British Airways Makes Major U-Turn On Approach to Striking Cabin Crew

British Airways Makes Major U-Turn On Approach to Striking Cabin Crew

British Airways has made a major U-turn in its approach to mixed fleet cabin crew who have been striking over their pay and conditions – described as ‘poverty pay’ by the Unite union who represents them.  In a leaked email from Karen Slinger, BA’s head of in-flight experience, British Airways has promised to backtrack on its previous treatment of staff who took part in the strike action.

The dispute has been running since late last year with cabin crew complaining they weren’t receiving the pay that British Airways had promised them.  A few months ago the Unite union and British Airways agreed on a pay settlement but this was swiftly rejected by cabin crew over some of the terms of the agreement.  Most controversial was a clause that removed staff travel privileges from any cabin crew who had taken part in the strike action.

There’s currently a 16-day strike in progress that started on 19th July and is due to finish on 1st August 2017.  But if that wasn’t bad enough for the airline, a further strike has been called – starting on 2nd August and lasting for two weeks. Speaking on behalf of the union, Oliver Richardson commented: “It’s high time British Airways stopped spending millions defending low pay and its bullying approach by negotiating a settlement to this long running dispute.”

Speaking about the way BA had handled the latest industrial action, Richardson continued: “Attempts by British Airways to bribe cabin crew into not striking with a £250 bung represent a crude attempt to sow division and will ultimately fail.  Such actions by British Airways will only serve to deepen the resolve of our members and the support they are receiving from the public and politicians.”
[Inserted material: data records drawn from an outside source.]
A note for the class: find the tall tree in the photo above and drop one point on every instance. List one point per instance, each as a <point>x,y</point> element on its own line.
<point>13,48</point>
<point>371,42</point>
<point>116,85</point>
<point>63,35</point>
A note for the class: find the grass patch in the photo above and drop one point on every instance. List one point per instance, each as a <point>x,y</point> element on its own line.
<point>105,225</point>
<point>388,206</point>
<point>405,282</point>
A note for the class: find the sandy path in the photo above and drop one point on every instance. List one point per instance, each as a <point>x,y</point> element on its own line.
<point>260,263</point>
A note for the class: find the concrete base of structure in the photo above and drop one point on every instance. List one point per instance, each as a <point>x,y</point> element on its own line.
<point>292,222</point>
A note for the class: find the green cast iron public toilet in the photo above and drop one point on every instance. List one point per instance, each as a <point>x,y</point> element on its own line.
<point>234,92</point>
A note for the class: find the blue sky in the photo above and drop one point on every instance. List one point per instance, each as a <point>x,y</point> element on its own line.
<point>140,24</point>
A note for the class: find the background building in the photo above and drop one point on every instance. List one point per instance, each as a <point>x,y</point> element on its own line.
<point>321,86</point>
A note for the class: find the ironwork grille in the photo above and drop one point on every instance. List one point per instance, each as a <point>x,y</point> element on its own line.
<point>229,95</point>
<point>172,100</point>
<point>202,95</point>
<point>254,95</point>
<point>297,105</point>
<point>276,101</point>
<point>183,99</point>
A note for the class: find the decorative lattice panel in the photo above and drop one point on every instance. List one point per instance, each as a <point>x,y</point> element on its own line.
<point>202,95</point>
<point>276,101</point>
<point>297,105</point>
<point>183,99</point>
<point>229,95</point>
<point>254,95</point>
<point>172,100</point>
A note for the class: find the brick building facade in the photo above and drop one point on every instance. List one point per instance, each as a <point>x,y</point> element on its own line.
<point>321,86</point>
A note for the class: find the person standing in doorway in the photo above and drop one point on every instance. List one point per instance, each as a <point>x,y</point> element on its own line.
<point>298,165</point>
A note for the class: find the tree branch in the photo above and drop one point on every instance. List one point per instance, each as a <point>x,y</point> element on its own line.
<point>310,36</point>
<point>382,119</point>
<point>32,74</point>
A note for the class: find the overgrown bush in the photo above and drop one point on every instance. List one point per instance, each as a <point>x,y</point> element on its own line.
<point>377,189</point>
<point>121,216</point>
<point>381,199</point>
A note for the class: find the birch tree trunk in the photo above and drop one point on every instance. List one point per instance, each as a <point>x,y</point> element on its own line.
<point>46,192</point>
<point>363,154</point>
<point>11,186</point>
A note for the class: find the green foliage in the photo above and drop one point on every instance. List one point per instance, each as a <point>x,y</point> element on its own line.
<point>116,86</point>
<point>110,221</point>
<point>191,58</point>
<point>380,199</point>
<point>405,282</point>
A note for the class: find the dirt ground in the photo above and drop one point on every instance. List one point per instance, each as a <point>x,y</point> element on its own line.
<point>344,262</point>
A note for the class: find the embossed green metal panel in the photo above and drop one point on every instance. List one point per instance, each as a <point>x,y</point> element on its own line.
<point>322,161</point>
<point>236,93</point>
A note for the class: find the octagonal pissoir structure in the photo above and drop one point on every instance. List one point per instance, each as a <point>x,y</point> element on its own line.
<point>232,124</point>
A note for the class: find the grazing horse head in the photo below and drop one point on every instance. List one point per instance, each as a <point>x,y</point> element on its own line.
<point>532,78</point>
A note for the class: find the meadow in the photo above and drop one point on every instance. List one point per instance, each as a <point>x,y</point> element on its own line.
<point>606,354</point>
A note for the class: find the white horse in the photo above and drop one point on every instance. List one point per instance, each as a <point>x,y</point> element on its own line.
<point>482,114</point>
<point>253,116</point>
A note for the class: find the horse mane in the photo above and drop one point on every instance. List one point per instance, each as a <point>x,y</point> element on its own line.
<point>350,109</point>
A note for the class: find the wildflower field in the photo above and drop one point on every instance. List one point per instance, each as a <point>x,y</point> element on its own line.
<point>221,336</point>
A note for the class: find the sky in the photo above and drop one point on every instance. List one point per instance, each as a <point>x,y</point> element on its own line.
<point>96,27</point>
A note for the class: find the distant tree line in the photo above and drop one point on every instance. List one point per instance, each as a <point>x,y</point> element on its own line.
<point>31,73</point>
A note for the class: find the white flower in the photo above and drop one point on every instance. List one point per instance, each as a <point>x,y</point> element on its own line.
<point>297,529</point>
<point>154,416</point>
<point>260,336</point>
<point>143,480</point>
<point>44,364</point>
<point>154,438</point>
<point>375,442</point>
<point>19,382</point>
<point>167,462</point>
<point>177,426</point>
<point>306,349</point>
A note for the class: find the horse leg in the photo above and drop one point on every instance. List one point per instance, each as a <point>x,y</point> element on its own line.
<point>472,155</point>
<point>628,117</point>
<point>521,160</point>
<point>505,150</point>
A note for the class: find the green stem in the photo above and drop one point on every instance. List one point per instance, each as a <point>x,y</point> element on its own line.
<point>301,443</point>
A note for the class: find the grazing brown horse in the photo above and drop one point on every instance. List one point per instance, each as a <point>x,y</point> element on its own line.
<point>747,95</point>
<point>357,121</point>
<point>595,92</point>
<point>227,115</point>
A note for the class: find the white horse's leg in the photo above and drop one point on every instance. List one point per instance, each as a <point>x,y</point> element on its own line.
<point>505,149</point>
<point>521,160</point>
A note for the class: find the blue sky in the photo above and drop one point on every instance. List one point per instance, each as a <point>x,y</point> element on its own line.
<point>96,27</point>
So far the actual disruption to passengers has been minimal with BA using a number of Qatar Airways aircraft on wet lease and combining flights where possible.  But it’s no doubt been costing the airline a significant amount of money.  The airline has also been forced to roster working staff up to their legal flying hours – clearly, a situation that isn’t sustainable.

We thought British Airways was in this for the long haul but it looks like the pressure has now got too much.  Karen Slinger has sent an email to her staff saying that normal staff privileges will be returned on 1st August – Just before the next strike is due to begin.  She has urged the union to put the offer before their members in an attempt to resolve the dispute.

“We know the staff travel ban for crew who have been on strike has become the biggest obstacle to a deal,” wrote Slinger.  Staff travel privileges will only be returned if the strikes come to an end.  She continued: “This is a significant change in our position.  We have made it for the sake of Mixed Fleet colleagues as a whole and because of our desire to draw a line under this period.”

Whether this will be enough remains to be seen.  Allegedly, the Unite union has become aware of cabin crew at rival airline, Virgin Atlantic, receiving a higher pay offer than that offered by British Airways.  Whether staff decide to take harder line in an attempt to extract a better pay offer from BA remains to be seen.